Her clothing designs quickly became a hit with the hip and hot from Hollywood, as well the Rock and Roll circle. Some of her early celebrity clients included Diana Ross, Jane Fonda, Cher, Harrison Ford, and Raquel Welch.
For the Los Angeles Times, writer Julie Byrne wrote this about my mother, “The Lewis Carol aura seeps over from shop decor to fashion design while, so far Sumiko hasn’t made a dress of ships, or ceiling wax, she may do it yet.”
People who admired her workmanship, creative style, and the blend of exotic artistry that she lovingly borrowed from her Japanese and Hawaiian cultures, remain enamored.

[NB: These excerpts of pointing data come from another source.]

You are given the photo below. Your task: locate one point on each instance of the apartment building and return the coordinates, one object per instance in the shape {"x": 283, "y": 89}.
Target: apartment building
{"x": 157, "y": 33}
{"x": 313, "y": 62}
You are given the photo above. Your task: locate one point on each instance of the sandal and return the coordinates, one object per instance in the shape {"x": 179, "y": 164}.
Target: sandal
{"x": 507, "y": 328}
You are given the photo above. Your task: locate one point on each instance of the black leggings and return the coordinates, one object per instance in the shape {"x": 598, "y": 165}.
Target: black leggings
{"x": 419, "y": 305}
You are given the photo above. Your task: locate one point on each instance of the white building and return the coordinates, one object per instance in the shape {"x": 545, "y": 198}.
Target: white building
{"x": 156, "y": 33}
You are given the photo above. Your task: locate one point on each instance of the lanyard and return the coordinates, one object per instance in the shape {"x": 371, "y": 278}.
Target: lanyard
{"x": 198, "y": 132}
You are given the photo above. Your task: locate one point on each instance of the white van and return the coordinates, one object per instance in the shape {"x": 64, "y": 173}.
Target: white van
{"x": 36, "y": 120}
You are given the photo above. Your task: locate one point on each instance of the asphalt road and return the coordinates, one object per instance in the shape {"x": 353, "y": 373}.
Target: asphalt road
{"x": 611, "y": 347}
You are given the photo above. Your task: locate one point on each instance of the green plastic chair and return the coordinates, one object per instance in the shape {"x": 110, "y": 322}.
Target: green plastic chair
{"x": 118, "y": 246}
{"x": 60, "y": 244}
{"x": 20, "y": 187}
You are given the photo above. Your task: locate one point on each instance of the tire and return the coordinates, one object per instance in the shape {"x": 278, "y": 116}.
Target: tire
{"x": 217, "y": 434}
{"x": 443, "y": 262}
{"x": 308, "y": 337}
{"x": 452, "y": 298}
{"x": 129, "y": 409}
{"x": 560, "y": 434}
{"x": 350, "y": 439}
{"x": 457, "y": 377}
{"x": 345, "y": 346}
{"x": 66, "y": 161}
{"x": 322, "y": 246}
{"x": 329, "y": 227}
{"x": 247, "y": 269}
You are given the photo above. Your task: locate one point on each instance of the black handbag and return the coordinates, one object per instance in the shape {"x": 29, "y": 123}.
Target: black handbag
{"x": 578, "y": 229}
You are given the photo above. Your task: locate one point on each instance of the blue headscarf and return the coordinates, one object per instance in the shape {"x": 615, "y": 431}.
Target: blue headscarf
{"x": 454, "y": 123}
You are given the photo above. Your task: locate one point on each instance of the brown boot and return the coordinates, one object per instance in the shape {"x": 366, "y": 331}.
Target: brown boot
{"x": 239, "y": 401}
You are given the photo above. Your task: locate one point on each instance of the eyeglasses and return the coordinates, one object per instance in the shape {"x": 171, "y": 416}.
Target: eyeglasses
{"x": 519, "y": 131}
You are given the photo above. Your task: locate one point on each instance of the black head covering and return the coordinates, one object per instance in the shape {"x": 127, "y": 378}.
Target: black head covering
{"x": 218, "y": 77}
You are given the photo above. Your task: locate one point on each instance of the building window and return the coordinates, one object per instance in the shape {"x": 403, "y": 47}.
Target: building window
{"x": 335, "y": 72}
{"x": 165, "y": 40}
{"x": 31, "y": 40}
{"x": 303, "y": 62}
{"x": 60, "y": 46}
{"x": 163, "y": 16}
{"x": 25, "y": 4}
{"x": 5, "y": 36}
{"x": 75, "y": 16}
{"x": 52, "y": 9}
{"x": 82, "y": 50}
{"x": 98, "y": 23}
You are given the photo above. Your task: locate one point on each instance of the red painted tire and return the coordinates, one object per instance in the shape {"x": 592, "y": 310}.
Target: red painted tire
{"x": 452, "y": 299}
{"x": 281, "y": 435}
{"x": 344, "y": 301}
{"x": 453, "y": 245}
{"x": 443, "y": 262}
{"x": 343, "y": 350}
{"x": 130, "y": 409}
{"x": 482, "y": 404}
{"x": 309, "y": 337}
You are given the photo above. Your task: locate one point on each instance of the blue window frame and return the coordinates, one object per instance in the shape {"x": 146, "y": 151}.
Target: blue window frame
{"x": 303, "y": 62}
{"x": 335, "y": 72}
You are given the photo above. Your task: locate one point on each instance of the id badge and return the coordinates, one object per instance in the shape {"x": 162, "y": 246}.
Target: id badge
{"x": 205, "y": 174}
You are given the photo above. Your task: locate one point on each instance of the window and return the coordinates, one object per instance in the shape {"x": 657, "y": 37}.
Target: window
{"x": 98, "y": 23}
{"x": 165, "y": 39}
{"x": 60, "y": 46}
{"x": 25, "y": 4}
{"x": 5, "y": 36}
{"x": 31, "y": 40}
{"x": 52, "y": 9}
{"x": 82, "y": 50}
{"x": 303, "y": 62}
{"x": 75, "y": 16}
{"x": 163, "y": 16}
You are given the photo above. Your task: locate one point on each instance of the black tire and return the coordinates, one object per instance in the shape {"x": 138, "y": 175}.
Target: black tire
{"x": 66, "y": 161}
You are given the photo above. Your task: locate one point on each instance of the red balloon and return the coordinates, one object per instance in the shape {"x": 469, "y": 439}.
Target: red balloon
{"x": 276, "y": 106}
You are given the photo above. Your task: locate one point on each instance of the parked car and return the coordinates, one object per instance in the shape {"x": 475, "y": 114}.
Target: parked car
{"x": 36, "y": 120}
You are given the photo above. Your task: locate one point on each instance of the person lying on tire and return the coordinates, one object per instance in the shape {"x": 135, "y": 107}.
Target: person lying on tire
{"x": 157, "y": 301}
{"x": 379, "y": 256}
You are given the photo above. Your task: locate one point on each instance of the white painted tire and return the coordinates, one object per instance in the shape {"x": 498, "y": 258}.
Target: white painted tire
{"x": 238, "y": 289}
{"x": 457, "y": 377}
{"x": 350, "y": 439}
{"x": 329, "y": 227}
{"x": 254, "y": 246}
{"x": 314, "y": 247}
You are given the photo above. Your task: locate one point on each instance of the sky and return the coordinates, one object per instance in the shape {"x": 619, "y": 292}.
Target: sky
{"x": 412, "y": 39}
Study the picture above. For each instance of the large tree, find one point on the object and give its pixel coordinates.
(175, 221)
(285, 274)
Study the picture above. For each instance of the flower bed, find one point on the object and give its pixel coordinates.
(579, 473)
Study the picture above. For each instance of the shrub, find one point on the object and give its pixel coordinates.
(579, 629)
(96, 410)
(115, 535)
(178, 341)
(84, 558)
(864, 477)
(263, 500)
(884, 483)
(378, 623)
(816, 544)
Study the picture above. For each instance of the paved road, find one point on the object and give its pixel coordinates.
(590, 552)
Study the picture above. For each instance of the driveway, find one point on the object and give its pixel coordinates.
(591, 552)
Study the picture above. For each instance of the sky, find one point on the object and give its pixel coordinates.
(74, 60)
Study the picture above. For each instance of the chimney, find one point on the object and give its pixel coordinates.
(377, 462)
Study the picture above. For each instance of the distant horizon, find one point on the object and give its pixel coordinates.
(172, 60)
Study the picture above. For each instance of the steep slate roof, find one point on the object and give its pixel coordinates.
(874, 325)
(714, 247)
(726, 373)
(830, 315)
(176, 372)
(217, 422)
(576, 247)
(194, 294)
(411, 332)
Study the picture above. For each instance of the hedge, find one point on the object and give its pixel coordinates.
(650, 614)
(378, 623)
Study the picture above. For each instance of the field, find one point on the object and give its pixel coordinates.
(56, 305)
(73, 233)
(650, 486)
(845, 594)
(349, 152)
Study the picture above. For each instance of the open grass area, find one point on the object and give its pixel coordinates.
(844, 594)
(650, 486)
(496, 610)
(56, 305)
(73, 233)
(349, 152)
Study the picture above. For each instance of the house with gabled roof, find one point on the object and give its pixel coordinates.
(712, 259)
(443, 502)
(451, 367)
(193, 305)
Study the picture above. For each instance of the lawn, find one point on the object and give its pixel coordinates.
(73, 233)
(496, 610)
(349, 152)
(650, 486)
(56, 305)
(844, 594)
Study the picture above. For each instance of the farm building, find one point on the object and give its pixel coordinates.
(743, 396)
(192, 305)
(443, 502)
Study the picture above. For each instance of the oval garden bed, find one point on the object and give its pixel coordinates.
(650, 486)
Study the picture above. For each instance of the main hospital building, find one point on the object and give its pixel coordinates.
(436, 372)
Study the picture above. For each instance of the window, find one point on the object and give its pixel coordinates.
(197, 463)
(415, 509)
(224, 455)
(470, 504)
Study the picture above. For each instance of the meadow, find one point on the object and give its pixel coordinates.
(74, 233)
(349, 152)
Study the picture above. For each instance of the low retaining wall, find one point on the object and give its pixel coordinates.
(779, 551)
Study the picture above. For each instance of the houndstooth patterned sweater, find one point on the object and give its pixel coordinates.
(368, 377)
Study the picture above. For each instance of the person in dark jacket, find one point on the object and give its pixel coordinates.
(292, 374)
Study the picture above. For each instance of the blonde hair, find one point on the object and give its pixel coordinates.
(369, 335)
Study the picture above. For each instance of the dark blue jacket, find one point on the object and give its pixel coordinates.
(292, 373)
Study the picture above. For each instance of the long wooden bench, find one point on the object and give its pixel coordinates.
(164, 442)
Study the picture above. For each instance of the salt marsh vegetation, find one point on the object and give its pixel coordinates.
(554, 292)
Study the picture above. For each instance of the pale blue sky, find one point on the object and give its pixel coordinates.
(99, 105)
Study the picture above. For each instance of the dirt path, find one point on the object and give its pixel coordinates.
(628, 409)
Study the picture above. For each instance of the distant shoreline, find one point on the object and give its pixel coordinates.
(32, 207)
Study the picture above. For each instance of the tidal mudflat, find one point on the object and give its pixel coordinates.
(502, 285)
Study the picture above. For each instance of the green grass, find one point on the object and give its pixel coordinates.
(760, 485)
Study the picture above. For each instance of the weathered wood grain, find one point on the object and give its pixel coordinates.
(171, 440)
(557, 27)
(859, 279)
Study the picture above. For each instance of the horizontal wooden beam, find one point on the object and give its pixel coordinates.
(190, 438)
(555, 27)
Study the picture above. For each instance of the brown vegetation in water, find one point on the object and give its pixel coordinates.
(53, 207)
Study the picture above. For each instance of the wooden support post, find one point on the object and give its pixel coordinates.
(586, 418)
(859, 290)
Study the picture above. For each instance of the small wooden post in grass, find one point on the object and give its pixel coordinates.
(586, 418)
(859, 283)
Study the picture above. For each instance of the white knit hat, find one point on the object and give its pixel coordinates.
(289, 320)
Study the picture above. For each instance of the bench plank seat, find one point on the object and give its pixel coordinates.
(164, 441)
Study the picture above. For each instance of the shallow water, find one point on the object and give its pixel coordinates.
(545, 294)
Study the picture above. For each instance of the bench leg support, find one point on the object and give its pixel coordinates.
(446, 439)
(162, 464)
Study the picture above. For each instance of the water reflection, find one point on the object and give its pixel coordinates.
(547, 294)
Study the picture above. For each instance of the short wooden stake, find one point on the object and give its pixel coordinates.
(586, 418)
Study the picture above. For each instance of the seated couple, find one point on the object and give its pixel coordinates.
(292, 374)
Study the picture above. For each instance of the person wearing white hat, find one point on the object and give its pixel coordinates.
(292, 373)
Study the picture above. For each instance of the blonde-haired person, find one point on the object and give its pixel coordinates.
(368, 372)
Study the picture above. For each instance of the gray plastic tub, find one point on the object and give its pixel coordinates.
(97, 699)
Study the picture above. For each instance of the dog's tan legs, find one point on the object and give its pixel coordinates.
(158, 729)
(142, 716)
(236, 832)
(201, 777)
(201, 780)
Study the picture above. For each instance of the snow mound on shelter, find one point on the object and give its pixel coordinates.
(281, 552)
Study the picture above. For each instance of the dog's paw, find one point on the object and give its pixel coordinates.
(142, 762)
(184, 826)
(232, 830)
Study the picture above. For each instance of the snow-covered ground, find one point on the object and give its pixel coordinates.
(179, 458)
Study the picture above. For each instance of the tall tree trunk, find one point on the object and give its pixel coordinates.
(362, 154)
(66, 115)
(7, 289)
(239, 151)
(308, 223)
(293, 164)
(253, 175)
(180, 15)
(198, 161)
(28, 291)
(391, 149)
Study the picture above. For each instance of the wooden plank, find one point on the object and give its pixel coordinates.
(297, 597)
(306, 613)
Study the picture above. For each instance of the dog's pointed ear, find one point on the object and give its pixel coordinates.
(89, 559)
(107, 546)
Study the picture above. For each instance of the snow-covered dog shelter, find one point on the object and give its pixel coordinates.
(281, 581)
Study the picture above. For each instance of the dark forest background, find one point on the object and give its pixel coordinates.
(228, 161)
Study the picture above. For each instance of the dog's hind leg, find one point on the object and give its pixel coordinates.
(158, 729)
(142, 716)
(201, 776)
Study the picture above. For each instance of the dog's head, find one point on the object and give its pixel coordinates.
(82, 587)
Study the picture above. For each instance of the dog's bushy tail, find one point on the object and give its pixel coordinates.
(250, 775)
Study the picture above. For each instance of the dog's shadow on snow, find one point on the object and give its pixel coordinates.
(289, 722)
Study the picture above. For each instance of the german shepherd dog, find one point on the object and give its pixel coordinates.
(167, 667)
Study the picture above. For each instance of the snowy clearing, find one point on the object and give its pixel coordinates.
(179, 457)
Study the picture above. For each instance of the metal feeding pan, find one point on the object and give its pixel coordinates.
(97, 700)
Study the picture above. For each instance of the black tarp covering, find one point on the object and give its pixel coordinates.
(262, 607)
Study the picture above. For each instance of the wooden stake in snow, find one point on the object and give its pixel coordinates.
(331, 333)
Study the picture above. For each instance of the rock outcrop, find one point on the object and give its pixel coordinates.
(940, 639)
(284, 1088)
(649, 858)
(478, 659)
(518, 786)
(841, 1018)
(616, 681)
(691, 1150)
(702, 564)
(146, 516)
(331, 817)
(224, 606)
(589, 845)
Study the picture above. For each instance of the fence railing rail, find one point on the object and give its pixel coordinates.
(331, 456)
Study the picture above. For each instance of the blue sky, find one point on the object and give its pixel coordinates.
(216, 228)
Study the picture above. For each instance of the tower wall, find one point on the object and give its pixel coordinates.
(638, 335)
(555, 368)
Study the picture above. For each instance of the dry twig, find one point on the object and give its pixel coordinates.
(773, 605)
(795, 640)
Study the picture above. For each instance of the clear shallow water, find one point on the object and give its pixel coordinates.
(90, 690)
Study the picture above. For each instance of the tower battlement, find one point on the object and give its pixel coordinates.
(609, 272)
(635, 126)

Even though Sumiko no longer designs clothing, she still has a boutique where she carefully chooses clothes from designers all over the world, making sure they are as unique as those she once designed herself.
Celebrities and anyone who appreciates true artistry frequents her store, among them actress Angelica Huston who just mentioned the boutique in the 2011 edition of “The Elements of Personal Style” published by Elle Magazine, as one of her most favorite places to shop.
As great American stories go, I am beyond fortunate to have experienced firsthand such a wonderful culture of artistry. I have also had the opportunity to model her clothing for magazines, as well as the honor to design dresses and handbags for her boutique.
The real beauty of her success is that she keeps a vital part her Japanese culture alive, even after moving to the mainland. But even more moving is the tranquil, careful, and tireless manner in which she works, the same way she first learned as a child when she picked her first coffee beans, and laid them one by one into a basket.
She is proud to display a different basket today, which she fills with delicate pieces of folded blouses and shirts for her customers to rummage through, just as she did when she looked through her mother’s trunks for kimonos.
For Sumiko, this new basket is no better or more regal than the one she first held on her arm at the age of four each day before sunrise on her family farm. It is just different.